There is a bit of an ethical deficit in his teachings — a focus on a state of mind regardless of ethical frameworks. Most spiritual teachers are childless, after all. Few make good parents.
But western consciousness is so utterly Martha, so busied in outward actions, and so utterly lacking in Mary-Consciousness, it is surely good if at least one person points out this free resource of Being-Awareness-Joy within us.
It is still a radical and counter-cultural idea in our production-obsessed culture that the most important thing to do in life is rest and be aware.
Perhaps his millenarian sense that the world is awakening is more 1999 than 2019. It was easier to believe in 1999, in the golden age of the internet and globalization, when the worst thing we had to worry about was OJ Simpson’s glove-size.
In 2019 we face the rise of extremist politics, growing distrust between races and genders, fears about internet mind-pollution, and a scarily-altering ecosystem.
What does the Prophet of Now say about that?
He does have some things to say for our present situation. He talks, for example, about the danger of becoming stuck in a victim identity. ‘Of course, bad things do happen to people in this world, but we can get caught in a victim identity, because when we are a victim we are morally superior.’ That resonates with 2019’s culture of competitive victimhood.
His message also has added resonance in the age of the smartphone. He says:
‘Of course, the phone is useful. But it can become the master, and we the servant — like the mind. We stare at it, hypnotized, waiting for the next thing to happen. It reminds me of the Greek myth of Narcissus, who saw his image in a pool and fell in love.
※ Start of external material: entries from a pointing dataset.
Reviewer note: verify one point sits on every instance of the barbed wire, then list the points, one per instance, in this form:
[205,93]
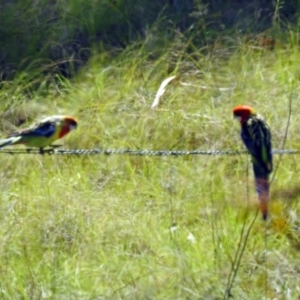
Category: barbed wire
[143,152]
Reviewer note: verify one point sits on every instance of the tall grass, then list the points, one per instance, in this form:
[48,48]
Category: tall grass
[123,227]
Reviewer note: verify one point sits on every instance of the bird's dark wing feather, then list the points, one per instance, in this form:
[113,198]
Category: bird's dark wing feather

It didn’t end well. That was the first selfie. Then we pick up our phone again. ‘What has he tweeted now?’ You know who I’m talking about. ‘He’s really gone too far this time!’ But he went too far yesterday as well. Or we disagree with someone online. ‘You bastard!’ We get furious with a complete stranger. And we can’t leave our phone alone. It calls to us from our pocket. No one just sits in a café and looks around anymore.’
What I really love about him is not so much his words — they’ve all been said before, by the Stoics, the Buddha, Lao Tzu, and many others. More impressive than his words is his presence. I felt filled up and refreshed after having sat with him, like drinking from a cold spring after a hard journey.
And he’s funny as well — at least 30% of mass market spiritual teaching is stand-up comedy. His comedy is very physical, with him imitating our everyday neuroticisms like Mr Bean.
It’s reassuring that, after 20 years in the spiritual marketplace, those who know him still speak well of him. That is the exception rather than the rule. One Mind Body & Spirit publisher tell me they have got so sick of working with spiritual teachers who are incredibly pushy, they’ve chosen to focus on books about angelic pets (‘dogs, cats, horses…donkeys are hot right now’).
While I sat writing this, a friend of mine, who has been sectioned, was having their review in a psychiatric hospital. The psychiatrist told my friend they would be released from the hospital that day, and he ended the session by saying ‘the most important thing for your recovery is that you should read The Power of Now by Eckhart Tolle.’ I was struck by the synchronicity of this, and bought my friend a copy of the book.
That evening, I took the bus back to Bristol. There was an accident on the M4 so the bus went on diversion through the countryside of Wiltshire. My phone and Kindle ran out of batteries, so there was nothing to do but look out of the window, as the evening sun seeped sepia yellow over the fields of England. There was nothing to do but observe. I felt so joyful.